Uno se asoma a la ventana y es la chica de ayer, o Elena Valenciano dentro del marco, como un holograma, o como los jedis que se le aparecen a Luke Skywalker (Yoda, Obi Wan y Annakin) sonriéndole al final de la saga. A falta de realidad la suya es una campaña mística que produce estos reflejos caprichosos, aunque no se sabe si es una mística religiosa o filosófica. Parece ser que en un principio fue la primera y, en el tránsito, de camino a la revolución vía Che Guevara, se alcanzó la segunda, donde, pudiera ser gracias a alguna sustancia, como marcan los cánones más ortodoxos, se llegó a la unión del alma con lo sagrado, que es la Mística, representado en Felipe González.
La ascesis ha elevado a la candidata a estas alturas, o lo que es lo mismo la afiliación temprana, juvenil, como una suerte de propedeútica. Para que luego hablen mal de hacer carrera en el partido. Nada de trampolín sino purga e iluminación.

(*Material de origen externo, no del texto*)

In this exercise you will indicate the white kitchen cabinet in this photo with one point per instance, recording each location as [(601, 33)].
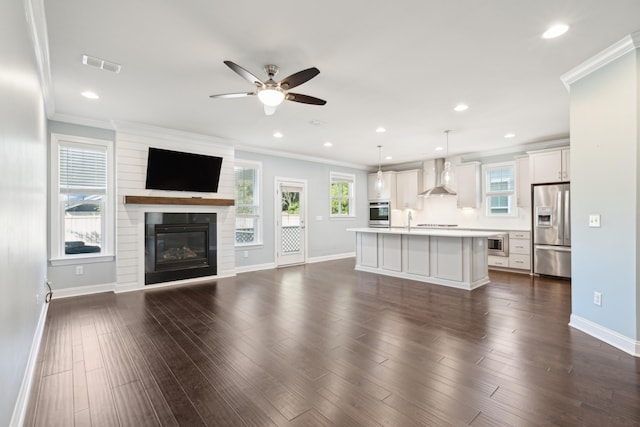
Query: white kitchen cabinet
[(520, 250), (408, 185), (523, 182), (468, 185), (388, 189), (549, 166)]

Valenciano admite haber dejado de estudiar porque se aburría, pero a juzgar por sus dichos debe de estar más preparada que el Príncipe con su erudición particular, y es que no todo el mundo puede conocer la realidad de Suramérica por las canciones de Silvio Rodríguez, o el origen del cristianismo por Jesucristo Superstar.
Podría hablarse de misticismo pop, un término muy de Movida (donde en ocasiones parece anclada), como corriente ahora que urgen ideologías. Uno lo veía venir observándola últimamente en esos escenarios, donde ya ahora unas veces se ve un poco al Siddharta de Hesse y otras a San Juan de la Cruz. Se ha llegado a pensar hasta en Madonna y su Like a Prayer en medio de los aplausos del mitin, al tiempo que se la imagina rompiendo un ejemplar del catecismo como rompían los poetas muertos el ejemplar de J. Evans Pritchard, y acordándose en este punto también de Rubalcaba y aquella confesión suya de que el reggaeton le inducía a mover el esqueleto.
Pero no se quiere uno desviar con la música que, sin duda, ha de interrumpir la Mística, como le ocurrió en el Penta por culpa de los Vega. Están los partidos nuevos y los viejos, uno de los cuáles es el suyo, en cuya sede se imaginan esculturas enormes de Felipe ocultas entre los armarios y los papeles como los Budas de las selvas birmanas cubiertos de vegetación. En semejante estado se presenta Valenciano a unas elecciones, quizá demasiado condicionada. Su principal rival también pertenece a un partido de los viejos, el otro favorito, pero se le ve más acostumbrado a los placeres, tan libre como uno de los invitados del Banquete de Platón (Cañete es un hombre al que le va una túnica), Sócrates o el último en hablar del amor, que es más humano que la Mística.